2022-2023 Power & Enchantment

Power & Enchantment

Power & Enchantment

This year, Humanities at UR is exploring the theme of Power and Enchantment. While the story of modernity is often told as a triumph of secular, universal reason over “enchanted” worldviews, our theme focuses on how enchantment remains crucial in our world. The theme is meant to include projects such as: 1) studies of religion, magic, witchcraft, alchemy, and so on as historical, cultural, and political phenomena; 2) investigations into the ways contemporary scientific and cultural thought reignites questions about the “aliveness” of the world and the “agency” of nonhuman entities and systems; 3) studies of how people become enchanted by power and those perceived to be powerful; and 4) remembering that “enchantment” is etymologically related to singing, explorations of how aesthetic or artistic texts and experiences shape our sense of worlds, including by generating feelings like wonder and awe.

Shakers at the Center

Shakers at the Center

Thursday, November 10, 7 p.m.

Brown-Alley Room of Weinstein Hall

Please join the Department of Religious Studies for "Shakers at the Center," an academic symposium examining the history of the famed nineteenth-century American communitarians. Visiting scholars Brett Grainger (Villanova University) and Dana Logan (UNC-Greensboro) will discuss works of art and unusual rituals created by members of the sect during a period of intense spiritualism known as the Shaker Era of Manifestations (1837-1850s).

Sponsored by the A&S Dean’s Office, this event is free and open to the public.

Film Screening: Framing Agnes

Film Screening: "Framing Agnes"

Join the Humanities at UR for the first screening of the award-winning documentary Framing Agnes in Virginia, followed by a conversation with the film’s director, Chase Joynt, and Johns Hopkins historian Jules Gill-Peterson, author of Histories of the Transgender Child, and one of the crucial voices in the film. 

About the film:

After discovering case files from a 1950s gender clinic, a cast of trans actors turn a talk show inside out to confront the legacy of a young trans woman forced to choose between honesty and access.

Agnes, the pioneering, pseudonymized, transgender woman who participated in Harold Garfinkel’s gender health research at UCLA in the 1960s, has long stood as a figurehead of trans history.

In this rigorous cinematic exercise that blends fiction and nonfiction, director Chase Joynt explores where and how her platform has become a pigeonhole.

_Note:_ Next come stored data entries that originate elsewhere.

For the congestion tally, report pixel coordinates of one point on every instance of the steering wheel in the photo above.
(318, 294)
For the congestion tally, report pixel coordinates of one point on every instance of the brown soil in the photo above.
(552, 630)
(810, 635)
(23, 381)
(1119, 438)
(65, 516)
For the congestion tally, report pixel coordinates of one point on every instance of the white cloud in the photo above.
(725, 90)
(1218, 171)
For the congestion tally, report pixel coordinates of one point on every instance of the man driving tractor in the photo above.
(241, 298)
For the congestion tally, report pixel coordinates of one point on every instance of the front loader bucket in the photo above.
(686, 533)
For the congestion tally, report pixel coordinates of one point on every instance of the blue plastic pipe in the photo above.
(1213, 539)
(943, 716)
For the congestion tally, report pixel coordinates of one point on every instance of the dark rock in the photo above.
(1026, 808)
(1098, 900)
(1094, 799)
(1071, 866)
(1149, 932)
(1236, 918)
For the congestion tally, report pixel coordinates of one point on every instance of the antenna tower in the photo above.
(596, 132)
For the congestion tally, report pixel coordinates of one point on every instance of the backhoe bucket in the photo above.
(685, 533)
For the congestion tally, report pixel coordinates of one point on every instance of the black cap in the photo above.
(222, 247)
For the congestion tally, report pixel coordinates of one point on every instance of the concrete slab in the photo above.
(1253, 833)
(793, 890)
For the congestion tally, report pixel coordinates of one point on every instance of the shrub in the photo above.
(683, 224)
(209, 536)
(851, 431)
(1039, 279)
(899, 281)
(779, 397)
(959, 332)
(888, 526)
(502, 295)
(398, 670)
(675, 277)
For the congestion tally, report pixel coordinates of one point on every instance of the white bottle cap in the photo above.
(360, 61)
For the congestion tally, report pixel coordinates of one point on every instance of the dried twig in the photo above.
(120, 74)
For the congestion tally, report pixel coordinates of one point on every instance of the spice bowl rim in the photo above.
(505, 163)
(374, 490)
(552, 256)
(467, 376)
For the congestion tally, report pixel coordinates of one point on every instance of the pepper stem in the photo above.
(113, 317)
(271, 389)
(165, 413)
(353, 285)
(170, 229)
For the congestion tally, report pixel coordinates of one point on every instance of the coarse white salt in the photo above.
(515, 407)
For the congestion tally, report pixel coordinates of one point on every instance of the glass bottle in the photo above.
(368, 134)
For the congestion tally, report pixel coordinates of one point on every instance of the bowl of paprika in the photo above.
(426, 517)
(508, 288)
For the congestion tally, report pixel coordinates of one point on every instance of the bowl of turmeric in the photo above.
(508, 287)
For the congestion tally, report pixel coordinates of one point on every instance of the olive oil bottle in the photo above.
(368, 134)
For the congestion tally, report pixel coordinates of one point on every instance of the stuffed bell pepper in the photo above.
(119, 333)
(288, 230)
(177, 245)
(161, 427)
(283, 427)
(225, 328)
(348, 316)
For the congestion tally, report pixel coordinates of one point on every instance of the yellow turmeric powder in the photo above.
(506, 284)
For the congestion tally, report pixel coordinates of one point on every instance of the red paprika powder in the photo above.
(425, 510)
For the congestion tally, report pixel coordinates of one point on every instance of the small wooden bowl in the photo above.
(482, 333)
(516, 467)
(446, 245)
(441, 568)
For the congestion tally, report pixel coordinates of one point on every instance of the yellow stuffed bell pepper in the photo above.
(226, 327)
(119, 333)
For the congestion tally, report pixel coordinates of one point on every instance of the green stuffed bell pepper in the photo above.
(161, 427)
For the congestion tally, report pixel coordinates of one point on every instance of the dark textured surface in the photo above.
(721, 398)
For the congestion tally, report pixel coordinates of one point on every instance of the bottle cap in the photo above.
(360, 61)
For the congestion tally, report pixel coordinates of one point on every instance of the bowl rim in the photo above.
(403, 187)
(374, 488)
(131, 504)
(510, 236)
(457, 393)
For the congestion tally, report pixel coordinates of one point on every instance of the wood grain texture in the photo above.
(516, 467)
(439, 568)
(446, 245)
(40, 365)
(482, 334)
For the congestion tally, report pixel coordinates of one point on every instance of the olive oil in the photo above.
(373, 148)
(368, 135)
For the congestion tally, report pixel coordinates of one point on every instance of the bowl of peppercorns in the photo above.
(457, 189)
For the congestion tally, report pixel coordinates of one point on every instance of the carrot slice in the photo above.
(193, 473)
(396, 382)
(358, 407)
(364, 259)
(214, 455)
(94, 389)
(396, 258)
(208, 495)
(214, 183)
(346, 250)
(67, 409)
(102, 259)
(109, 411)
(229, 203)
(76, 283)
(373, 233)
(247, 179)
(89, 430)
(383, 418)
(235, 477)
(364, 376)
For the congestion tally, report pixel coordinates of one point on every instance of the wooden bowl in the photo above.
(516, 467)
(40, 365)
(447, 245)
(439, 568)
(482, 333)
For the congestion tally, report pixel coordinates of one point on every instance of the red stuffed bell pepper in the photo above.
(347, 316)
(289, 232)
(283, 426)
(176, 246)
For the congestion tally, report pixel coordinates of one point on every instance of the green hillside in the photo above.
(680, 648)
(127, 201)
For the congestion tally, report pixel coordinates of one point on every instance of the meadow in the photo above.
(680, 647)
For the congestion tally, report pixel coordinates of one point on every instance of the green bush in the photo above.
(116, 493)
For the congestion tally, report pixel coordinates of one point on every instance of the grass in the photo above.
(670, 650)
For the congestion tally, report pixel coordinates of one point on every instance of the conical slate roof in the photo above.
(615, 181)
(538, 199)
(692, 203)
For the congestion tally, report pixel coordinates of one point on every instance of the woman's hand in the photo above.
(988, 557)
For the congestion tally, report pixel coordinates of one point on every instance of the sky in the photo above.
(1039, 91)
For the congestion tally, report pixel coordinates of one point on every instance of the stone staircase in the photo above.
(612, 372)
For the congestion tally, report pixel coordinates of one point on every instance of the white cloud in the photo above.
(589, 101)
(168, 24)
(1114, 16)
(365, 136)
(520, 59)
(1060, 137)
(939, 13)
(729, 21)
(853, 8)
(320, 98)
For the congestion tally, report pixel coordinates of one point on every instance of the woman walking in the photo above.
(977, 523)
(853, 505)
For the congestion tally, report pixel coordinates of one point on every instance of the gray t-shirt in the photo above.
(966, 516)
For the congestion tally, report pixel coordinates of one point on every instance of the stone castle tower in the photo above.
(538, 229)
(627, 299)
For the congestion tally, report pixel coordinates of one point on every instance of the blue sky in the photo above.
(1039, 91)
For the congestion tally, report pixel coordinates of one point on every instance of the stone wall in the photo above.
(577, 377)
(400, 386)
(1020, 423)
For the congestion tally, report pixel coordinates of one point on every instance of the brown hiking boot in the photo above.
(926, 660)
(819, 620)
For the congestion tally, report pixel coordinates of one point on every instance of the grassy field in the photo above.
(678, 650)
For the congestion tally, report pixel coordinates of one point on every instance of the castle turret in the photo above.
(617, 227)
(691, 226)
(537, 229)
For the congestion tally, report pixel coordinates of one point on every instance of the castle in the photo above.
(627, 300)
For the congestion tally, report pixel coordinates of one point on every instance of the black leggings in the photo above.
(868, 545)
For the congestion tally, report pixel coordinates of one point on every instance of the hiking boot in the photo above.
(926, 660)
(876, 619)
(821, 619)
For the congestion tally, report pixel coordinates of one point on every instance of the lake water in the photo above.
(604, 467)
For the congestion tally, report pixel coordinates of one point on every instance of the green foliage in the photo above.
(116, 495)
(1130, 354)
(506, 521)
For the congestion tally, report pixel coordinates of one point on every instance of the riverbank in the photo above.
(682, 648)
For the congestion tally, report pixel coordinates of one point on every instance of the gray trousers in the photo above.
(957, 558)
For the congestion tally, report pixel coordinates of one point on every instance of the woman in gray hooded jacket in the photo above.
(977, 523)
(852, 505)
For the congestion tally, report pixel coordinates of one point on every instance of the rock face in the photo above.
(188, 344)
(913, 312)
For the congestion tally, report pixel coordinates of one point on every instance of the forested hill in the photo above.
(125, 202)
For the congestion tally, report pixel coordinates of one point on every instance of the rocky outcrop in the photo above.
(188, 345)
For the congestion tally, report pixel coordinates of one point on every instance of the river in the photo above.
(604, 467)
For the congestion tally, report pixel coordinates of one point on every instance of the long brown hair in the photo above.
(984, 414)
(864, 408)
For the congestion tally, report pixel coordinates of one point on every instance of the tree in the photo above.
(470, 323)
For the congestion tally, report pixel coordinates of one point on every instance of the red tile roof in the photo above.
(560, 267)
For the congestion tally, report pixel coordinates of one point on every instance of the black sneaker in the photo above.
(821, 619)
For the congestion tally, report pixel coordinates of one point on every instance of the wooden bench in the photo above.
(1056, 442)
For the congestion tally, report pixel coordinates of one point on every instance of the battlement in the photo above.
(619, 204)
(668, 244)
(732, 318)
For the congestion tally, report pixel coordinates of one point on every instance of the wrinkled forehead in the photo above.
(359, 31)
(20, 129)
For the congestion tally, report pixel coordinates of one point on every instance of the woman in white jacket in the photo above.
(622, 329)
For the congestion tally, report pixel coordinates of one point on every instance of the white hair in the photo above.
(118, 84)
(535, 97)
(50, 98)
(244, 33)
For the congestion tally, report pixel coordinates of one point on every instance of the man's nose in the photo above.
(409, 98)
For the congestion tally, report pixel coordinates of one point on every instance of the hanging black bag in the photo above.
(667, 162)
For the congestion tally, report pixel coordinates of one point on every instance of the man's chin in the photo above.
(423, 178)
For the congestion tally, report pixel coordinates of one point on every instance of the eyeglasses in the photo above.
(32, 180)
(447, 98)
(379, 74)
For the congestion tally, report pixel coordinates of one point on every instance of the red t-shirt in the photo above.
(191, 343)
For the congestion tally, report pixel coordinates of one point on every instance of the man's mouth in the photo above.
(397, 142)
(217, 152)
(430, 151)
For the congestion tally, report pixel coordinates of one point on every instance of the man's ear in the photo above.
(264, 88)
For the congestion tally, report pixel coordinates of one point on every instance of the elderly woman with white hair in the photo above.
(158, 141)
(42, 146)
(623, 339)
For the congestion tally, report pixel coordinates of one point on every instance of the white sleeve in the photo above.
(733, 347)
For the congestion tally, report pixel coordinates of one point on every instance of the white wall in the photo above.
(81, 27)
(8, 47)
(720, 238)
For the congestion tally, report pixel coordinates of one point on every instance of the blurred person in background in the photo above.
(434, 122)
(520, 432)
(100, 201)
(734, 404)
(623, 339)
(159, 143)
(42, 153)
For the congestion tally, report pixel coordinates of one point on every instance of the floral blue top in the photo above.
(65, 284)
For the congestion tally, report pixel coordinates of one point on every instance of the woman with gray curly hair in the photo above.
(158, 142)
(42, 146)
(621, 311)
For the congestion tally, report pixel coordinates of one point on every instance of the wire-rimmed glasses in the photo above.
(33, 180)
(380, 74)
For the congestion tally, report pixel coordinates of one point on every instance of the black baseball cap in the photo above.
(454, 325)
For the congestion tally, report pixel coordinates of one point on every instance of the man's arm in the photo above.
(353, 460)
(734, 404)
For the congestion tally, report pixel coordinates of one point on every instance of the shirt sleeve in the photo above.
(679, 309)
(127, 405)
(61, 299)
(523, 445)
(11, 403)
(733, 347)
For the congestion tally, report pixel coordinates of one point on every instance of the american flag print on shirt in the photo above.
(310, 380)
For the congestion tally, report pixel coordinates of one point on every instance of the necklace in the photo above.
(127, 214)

Framing Agnes endeavors to widen the frame through which trans history is viewed — one that has remained too narrow to capture the multiplicity of experiences eclipsed by Agnes’.

Through a collaborative practice of reimagination, an impressive lineup of trans stars take on vividly rendered, impeccably vintage reenactments, bringing to life groundbreaking artifacts of trans healthcare.

Joynt’s signature form-rupturing style radically reenvisions the imposition of the frame on the cultural memory of transness through his brilliantly crafted, communally-driven excavation. This reclamation tears away with remarkable precision the myth of isolation as the mode of existence of transgender history-makers, breathing new life into a lineage of collaborators and conspirators who have been forgotten for far too long.

“This film can save lives.”

These words were spoken by the head of New York City’s Film Forum at the theatrical release of Framing Agnes in December, 2022. At a time when several states — most notoriously Texas and Florida, but also just this week Utah — are moving to limit and criminalize trans/gender-affirming health care practices (and restrict pronoun usage, restroom access, etc.), this film’s interventions are urgent, necessary, indeed, possibly literally life-saving.